Turn the data into your number
The statistics describe the average. Your plan should describe you. The quit calculator folds your savings, real burn, and a realistic search into a readiness band in about a minute.
Check my readinessSources and method
Every figure on this page is rounded and attributed, and links to a primary source so you can check the latest published value. Quit rates and unemployment duration come from the US Bureau of Labor Statistics (JOLTS and the Current Population Survey). Savings and emergency-expense data come from the Federal Reserve (Survey of Consumer Finances and the SHED survey). Health premium data comes from the Kaiser Family Foundation, and COBRA rules from the US Department of Labor. Figures are representative of recent years and are updated as new releases are published; where a value is a range, that reflects genuine variation in the source data. This page is general information, not financial advice. See our methodology for how we use data across the site.
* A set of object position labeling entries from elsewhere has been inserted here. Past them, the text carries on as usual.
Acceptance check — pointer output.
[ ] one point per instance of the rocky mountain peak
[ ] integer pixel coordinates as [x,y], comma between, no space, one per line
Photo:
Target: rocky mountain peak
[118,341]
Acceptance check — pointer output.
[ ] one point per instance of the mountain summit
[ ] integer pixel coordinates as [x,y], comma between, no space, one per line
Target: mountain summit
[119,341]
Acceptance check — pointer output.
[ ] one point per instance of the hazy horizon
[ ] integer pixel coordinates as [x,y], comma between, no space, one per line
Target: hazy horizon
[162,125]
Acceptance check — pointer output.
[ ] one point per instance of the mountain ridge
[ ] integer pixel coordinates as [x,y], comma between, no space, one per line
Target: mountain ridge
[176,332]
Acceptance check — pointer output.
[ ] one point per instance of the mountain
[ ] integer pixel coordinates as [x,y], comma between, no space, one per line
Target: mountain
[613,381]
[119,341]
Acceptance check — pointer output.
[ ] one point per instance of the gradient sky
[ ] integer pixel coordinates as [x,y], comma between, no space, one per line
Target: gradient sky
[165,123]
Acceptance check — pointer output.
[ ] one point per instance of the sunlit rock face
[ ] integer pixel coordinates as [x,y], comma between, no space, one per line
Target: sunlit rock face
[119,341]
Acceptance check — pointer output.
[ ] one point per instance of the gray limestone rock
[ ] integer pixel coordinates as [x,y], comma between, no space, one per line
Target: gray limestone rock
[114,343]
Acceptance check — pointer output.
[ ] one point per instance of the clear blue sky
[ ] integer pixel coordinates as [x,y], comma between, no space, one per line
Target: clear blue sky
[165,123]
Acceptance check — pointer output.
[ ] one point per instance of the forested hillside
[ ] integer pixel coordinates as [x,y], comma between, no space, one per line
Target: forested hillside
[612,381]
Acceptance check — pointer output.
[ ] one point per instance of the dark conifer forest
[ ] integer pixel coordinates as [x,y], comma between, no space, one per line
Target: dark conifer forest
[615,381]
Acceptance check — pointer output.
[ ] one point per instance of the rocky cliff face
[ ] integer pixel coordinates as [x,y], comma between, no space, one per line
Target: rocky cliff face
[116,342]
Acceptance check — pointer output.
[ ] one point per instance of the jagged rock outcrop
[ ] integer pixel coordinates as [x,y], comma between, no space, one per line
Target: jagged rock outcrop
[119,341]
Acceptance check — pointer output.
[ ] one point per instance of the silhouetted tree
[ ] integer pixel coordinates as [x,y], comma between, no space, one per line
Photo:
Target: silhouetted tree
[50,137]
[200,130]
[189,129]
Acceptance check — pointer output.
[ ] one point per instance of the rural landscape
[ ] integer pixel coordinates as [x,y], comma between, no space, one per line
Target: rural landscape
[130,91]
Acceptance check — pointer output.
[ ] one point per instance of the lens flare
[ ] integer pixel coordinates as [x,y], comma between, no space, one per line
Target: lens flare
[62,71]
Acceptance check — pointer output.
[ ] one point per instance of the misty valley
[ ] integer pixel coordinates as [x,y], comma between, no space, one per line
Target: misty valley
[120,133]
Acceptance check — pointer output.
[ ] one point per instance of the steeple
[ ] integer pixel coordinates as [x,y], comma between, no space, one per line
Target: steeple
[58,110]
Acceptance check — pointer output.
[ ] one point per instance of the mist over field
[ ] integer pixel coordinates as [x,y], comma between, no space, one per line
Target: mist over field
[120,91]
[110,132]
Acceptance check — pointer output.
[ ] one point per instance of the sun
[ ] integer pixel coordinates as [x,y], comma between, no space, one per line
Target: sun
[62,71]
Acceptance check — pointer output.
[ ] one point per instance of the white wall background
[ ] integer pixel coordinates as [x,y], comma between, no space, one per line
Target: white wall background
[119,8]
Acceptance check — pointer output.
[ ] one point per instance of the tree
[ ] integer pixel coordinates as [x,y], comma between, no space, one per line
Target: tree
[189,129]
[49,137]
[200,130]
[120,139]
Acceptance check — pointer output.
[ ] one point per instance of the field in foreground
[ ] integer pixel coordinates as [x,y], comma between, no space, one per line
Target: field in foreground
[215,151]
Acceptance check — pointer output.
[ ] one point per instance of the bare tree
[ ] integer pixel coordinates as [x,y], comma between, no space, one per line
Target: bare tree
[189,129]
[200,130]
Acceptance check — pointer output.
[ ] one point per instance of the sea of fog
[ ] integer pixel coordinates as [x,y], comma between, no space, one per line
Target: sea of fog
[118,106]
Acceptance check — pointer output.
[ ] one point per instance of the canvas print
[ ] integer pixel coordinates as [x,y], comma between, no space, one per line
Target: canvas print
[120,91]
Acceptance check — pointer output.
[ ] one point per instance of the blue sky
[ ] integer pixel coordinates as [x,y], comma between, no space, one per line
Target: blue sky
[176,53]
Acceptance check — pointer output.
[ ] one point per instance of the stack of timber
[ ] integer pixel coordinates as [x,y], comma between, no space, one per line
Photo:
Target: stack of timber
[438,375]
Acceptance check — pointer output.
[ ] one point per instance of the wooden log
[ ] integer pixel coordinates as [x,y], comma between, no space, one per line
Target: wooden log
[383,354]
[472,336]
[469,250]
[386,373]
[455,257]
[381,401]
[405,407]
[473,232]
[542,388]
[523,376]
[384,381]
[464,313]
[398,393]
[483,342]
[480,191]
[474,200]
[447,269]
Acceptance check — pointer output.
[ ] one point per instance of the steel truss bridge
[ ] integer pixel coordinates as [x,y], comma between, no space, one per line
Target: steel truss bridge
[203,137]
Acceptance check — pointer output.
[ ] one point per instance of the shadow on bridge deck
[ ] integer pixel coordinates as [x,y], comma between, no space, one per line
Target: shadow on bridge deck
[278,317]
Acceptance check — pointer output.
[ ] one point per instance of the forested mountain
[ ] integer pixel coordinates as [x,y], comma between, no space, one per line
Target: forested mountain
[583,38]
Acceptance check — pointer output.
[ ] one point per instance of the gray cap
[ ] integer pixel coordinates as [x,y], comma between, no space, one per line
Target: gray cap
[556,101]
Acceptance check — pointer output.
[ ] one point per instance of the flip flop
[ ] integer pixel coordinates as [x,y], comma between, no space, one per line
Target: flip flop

Frequently asked questions
How many people quit their job each month?
In the United States, roughly 3 to 4 million people quit a job in a typical month, as tracked by the Bureau of Labor Statistics Job Openings and Labor Turnover Survey (JOLTS). That works out to a quit rate of around 2 to 3 percent of total employment, with the figure rising in strong labour markets and falling when hiring slows.
What is the average length of a job search?
It varies widely, but US data is a useful guide: the average duration of unemployment has recently run around 20 to 23 weeks, roughly five months, while the median is shorter, often around 8 to 10 weeks. Senior and specialised roles tend to take longer, which is why a runway sized for several months is a safer default than one built on weeks.
How much do most people have in savings?
Median liquid savings are modest. The Federal Reserve Survey of Consumer Finances has reported median transaction-account balances in the low thousands of dollars, with younger households holding noticeably less. Separately, the Federal Reserve SHED survey has found that roughly one in three US adults could not cover an unexpected 400 dollar expense entirely with cash.
How much does health insurance cost after quitting?
In the US it is a major cost. The Kaiser Family Foundation Employer Health Benefits Survey has reported average annual premiums of roughly 8,000 dollars or more for single coverage and over 20,000 dollars for family coverage, most of which employers normally pay. Under COBRA you pay the full premium plus an administration fee of up to 2 percent.
People also ask
What is the average severance package?
Severance is commonly structured as one to two weeks of pay for each year of service, though it varies widely by employer, seniority, and circumstances, and is frequently negotiable. It is most common in layoffs rather than voluntary resignations. Treat any figure as a benchmark to check against your own offer, not a guarantee.
Where does this job quitting data come from?
The figures here come from primary sources: the US Bureau of Labor Statistics for quit rates and unemployment duration, the Federal Reserve for savings and emergency-expense data, the Kaiser Family Foundation for health premiums, and the US Department of Labor for COBRA rules. Each statistic links to its source so you can check the latest published value.